Öteki, “Çok uğraştık, didindik, bütün eski zaman kitaplarını okuduk, bilgelere danıştık, tam yolu öğreniyorduk ki, vakit bulamadık,” dedi.

Bir diğeri, “Evet ben de tepelerin üstündeydim ama geriye doğru bakıyordum, nereye gittiğimizi göremedim,” dedi.

Bir öteki, “Ben hep söyledim, bu yol böyle gitmez dedim ama dinlemediler,” dedi.

Geri kalanlar, “Evet biz de tepedeydik ama oraya nasıl çıktığımızı bile bilmiyoruz,” dediler.

Sadece biri, -dağdan en son gelen- “Hepiniz korkaksınız, düşeceğimiz çok önceden belliydi, dağlarda dolaşmayı göze alamadığınız için yenildik,” dedi.

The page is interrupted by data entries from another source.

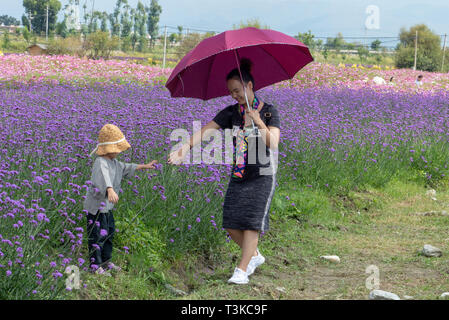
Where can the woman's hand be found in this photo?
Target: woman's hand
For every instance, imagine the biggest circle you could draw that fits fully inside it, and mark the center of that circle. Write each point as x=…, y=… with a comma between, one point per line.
x=150, y=165
x=252, y=114
x=177, y=156
x=112, y=196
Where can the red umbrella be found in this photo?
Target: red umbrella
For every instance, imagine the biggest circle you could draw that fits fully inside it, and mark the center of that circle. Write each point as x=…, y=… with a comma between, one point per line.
x=202, y=72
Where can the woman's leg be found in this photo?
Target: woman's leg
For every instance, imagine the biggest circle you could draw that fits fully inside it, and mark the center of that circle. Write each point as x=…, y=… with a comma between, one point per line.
x=236, y=236
x=249, y=247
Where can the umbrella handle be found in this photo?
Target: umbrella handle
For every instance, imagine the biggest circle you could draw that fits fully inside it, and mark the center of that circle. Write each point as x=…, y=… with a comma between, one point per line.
x=241, y=79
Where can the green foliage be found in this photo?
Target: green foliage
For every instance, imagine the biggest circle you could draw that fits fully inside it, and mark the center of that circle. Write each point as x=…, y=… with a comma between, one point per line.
x=375, y=45
x=61, y=29
x=8, y=20
x=154, y=11
x=66, y=46
x=255, y=23
x=140, y=239
x=99, y=45
x=336, y=43
x=6, y=41
x=188, y=43
x=308, y=39
x=429, y=54
x=38, y=10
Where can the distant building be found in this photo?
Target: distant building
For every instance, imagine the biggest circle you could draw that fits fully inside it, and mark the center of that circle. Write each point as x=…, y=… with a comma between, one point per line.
x=73, y=18
x=37, y=49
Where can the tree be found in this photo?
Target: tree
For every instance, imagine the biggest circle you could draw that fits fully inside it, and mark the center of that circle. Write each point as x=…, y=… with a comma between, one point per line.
x=38, y=10
x=139, y=35
x=99, y=45
x=6, y=41
x=26, y=35
x=126, y=22
x=114, y=19
x=9, y=21
x=154, y=11
x=363, y=53
x=336, y=43
x=375, y=45
x=429, y=50
x=255, y=23
x=61, y=28
x=189, y=42
x=104, y=21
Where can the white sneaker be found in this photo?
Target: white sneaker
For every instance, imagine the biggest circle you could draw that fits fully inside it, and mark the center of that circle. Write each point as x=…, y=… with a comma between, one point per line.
x=239, y=277
x=254, y=263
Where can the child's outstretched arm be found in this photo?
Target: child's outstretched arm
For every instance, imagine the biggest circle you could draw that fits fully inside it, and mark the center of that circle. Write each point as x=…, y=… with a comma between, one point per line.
x=150, y=165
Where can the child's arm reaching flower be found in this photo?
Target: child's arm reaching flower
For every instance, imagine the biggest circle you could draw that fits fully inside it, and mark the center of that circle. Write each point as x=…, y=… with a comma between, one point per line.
x=150, y=165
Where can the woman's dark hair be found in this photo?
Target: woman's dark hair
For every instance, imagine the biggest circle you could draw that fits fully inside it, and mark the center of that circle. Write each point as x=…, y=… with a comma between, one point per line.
x=245, y=68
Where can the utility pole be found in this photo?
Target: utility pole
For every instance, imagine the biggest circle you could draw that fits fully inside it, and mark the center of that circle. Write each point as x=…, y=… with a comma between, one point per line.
x=30, y=16
x=46, y=27
x=165, y=47
x=416, y=49
x=444, y=50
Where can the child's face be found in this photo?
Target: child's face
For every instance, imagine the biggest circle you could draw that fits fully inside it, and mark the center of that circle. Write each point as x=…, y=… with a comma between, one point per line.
x=112, y=155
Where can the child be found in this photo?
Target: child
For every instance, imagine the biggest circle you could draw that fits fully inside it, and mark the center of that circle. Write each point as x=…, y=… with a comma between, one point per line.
x=107, y=174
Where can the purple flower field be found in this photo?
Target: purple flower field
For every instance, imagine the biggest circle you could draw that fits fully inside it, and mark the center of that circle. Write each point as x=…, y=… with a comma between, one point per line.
x=331, y=139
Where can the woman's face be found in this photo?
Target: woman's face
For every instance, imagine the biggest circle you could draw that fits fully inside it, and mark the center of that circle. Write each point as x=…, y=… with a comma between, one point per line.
x=235, y=88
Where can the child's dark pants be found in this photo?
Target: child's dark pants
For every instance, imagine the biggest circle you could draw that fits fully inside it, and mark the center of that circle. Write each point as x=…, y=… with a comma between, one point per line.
x=100, y=231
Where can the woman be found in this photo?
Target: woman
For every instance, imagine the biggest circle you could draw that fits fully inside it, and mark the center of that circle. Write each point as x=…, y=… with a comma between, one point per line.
x=251, y=187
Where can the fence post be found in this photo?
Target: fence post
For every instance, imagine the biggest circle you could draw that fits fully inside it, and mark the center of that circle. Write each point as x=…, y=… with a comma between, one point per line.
x=416, y=49
x=444, y=50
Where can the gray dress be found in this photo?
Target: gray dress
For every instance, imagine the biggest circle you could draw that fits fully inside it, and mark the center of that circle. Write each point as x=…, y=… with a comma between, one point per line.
x=247, y=201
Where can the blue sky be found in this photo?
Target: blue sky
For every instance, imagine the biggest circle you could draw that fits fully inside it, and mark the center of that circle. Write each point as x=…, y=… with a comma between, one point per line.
x=322, y=17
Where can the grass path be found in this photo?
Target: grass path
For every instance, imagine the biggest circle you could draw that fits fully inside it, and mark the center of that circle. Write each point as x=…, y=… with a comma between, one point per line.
x=380, y=228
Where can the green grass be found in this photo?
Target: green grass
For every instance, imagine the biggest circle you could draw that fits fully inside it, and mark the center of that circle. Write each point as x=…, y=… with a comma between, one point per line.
x=372, y=227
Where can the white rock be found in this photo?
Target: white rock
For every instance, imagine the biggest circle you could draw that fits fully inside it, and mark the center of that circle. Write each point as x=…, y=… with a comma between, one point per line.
x=431, y=251
x=280, y=289
x=175, y=291
x=445, y=295
x=378, y=80
x=335, y=259
x=382, y=295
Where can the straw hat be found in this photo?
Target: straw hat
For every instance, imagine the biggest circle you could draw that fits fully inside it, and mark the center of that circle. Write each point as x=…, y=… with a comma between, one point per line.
x=111, y=140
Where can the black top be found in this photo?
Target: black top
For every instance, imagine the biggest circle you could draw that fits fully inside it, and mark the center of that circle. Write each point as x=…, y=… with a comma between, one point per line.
x=231, y=118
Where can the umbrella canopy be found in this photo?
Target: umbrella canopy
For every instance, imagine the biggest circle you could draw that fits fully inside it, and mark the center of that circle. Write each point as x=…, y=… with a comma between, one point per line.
x=202, y=72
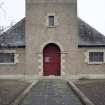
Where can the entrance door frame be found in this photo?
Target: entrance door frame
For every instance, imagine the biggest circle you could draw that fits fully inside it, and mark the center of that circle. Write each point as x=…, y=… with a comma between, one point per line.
x=40, y=60
x=58, y=50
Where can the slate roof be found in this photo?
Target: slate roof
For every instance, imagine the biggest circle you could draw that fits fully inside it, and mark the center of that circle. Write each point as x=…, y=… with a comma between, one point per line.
x=15, y=36
x=89, y=37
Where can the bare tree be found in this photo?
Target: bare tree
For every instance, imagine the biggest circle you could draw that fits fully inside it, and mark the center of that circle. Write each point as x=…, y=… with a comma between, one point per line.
x=1, y=8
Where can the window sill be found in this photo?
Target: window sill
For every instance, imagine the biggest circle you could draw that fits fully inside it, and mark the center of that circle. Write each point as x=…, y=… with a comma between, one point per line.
x=8, y=63
x=96, y=63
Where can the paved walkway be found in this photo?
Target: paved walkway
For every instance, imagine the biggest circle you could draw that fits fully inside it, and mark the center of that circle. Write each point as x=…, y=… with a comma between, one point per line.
x=51, y=92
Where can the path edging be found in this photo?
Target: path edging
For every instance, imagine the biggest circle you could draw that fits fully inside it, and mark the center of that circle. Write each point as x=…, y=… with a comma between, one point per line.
x=80, y=94
x=23, y=94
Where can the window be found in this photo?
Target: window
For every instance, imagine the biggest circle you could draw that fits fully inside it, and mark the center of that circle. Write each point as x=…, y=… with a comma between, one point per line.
x=51, y=21
x=96, y=56
x=7, y=58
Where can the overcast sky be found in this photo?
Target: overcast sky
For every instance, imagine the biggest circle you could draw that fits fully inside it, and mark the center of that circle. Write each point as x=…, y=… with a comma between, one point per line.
x=91, y=11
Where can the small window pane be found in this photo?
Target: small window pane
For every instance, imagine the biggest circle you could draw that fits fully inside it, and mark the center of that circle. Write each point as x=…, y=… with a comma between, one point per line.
x=6, y=57
x=51, y=20
x=96, y=57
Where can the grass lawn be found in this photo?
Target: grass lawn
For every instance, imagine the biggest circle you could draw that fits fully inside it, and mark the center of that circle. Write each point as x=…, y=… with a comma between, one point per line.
x=10, y=89
x=93, y=89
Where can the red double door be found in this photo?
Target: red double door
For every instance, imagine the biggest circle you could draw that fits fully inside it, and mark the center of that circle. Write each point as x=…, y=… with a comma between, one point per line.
x=51, y=60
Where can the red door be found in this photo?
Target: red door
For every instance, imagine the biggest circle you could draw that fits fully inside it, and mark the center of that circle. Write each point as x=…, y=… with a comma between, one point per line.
x=51, y=60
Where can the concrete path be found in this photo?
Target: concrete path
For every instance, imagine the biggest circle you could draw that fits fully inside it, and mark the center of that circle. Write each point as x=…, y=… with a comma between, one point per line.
x=51, y=92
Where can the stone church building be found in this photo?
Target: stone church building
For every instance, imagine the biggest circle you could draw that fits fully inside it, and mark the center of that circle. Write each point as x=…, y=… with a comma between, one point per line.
x=52, y=41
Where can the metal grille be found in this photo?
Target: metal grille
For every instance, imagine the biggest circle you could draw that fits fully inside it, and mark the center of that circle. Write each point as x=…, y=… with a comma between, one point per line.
x=96, y=56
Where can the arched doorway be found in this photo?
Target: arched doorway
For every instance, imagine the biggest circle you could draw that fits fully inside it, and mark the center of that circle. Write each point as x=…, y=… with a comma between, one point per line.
x=51, y=60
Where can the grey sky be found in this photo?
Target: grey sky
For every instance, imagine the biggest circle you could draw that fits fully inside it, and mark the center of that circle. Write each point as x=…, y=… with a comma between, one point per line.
x=91, y=11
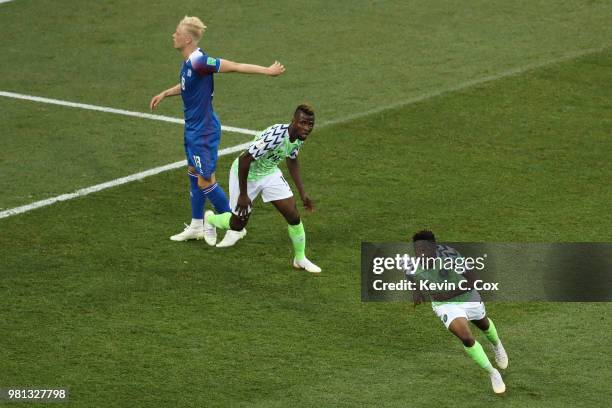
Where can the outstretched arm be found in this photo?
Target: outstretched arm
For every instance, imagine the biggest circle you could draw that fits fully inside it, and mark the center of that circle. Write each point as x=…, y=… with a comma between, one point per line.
x=175, y=90
x=294, y=170
x=273, y=70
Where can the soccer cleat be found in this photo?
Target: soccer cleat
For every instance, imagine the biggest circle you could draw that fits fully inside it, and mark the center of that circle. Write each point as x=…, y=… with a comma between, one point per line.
x=210, y=231
x=189, y=233
x=497, y=382
x=231, y=237
x=306, y=264
x=501, y=358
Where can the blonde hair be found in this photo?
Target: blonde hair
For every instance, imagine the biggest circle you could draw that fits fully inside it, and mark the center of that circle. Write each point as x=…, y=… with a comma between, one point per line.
x=194, y=26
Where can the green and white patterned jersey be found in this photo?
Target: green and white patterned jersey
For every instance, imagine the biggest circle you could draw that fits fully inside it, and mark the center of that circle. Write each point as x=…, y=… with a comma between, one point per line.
x=436, y=275
x=268, y=149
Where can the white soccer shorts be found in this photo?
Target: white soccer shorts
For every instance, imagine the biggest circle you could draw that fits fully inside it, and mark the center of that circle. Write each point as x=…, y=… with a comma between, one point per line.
x=450, y=311
x=272, y=188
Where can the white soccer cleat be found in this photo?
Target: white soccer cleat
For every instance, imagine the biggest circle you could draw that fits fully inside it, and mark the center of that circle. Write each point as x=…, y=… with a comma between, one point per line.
x=189, y=233
x=231, y=237
x=306, y=264
x=501, y=358
x=210, y=231
x=497, y=382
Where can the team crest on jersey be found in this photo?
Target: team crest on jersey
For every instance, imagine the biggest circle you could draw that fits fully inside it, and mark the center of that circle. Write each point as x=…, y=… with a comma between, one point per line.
x=260, y=145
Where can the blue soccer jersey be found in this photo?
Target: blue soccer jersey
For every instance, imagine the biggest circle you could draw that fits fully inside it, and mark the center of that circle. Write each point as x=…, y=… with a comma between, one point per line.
x=197, y=89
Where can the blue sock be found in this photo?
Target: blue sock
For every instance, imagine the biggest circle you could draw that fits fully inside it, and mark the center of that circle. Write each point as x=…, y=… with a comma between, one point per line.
x=197, y=198
x=217, y=197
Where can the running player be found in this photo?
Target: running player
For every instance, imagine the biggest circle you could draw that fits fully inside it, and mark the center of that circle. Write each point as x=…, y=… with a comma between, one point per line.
x=456, y=308
x=202, y=126
x=256, y=171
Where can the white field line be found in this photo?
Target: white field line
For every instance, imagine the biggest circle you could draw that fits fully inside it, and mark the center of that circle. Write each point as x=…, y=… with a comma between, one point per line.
x=117, y=182
x=116, y=111
x=157, y=170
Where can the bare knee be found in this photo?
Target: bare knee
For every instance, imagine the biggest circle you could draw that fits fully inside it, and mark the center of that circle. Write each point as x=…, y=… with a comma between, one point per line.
x=468, y=341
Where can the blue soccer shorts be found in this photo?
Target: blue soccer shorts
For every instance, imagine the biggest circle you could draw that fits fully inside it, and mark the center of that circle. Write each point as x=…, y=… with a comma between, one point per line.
x=201, y=153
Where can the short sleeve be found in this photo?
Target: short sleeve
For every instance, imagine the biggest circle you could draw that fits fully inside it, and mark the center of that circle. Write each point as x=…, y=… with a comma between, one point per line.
x=204, y=65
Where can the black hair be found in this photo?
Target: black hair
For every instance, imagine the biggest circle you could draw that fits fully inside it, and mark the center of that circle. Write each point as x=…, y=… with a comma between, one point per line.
x=424, y=235
x=304, y=108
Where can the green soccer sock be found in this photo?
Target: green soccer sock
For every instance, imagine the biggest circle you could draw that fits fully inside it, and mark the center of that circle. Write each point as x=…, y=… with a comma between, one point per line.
x=479, y=356
x=491, y=333
x=219, y=220
x=298, y=238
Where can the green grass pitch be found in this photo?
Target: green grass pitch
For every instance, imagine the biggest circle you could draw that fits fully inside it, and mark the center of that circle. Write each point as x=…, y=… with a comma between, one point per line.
x=94, y=297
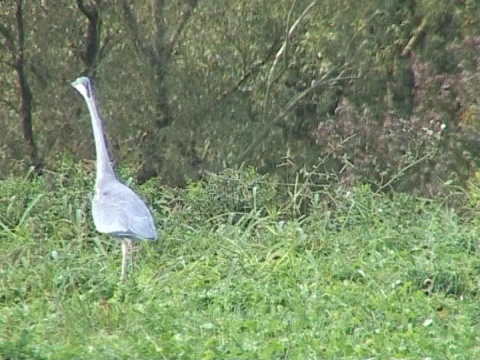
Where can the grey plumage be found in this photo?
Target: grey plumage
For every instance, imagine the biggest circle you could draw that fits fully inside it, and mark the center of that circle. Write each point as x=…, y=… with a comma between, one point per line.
x=116, y=209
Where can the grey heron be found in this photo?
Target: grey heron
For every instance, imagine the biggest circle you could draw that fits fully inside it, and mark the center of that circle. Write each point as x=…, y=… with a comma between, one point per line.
x=116, y=209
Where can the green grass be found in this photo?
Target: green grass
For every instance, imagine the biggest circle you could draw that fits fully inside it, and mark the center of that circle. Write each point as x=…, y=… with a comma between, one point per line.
x=235, y=276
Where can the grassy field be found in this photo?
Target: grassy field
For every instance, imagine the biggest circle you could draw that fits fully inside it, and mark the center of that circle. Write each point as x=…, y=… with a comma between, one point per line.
x=238, y=273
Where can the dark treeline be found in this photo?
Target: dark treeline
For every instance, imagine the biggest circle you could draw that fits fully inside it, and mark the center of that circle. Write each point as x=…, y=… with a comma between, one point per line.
x=384, y=93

Öncekiler, hep birlikte “Bize nasıl korkak dersin,” diye üstüne yürüdüler.

Biz dinledik. Yapacak bir şey yoktu. Cevap yoktu. İçimizden biri söz aldı; “Durum buysa geçmişimize tüküreyim,” dedi. Yine de kızdık. Ağzını kapattık. Ne de olsa geçmiş, bizim de geçmişimizdi.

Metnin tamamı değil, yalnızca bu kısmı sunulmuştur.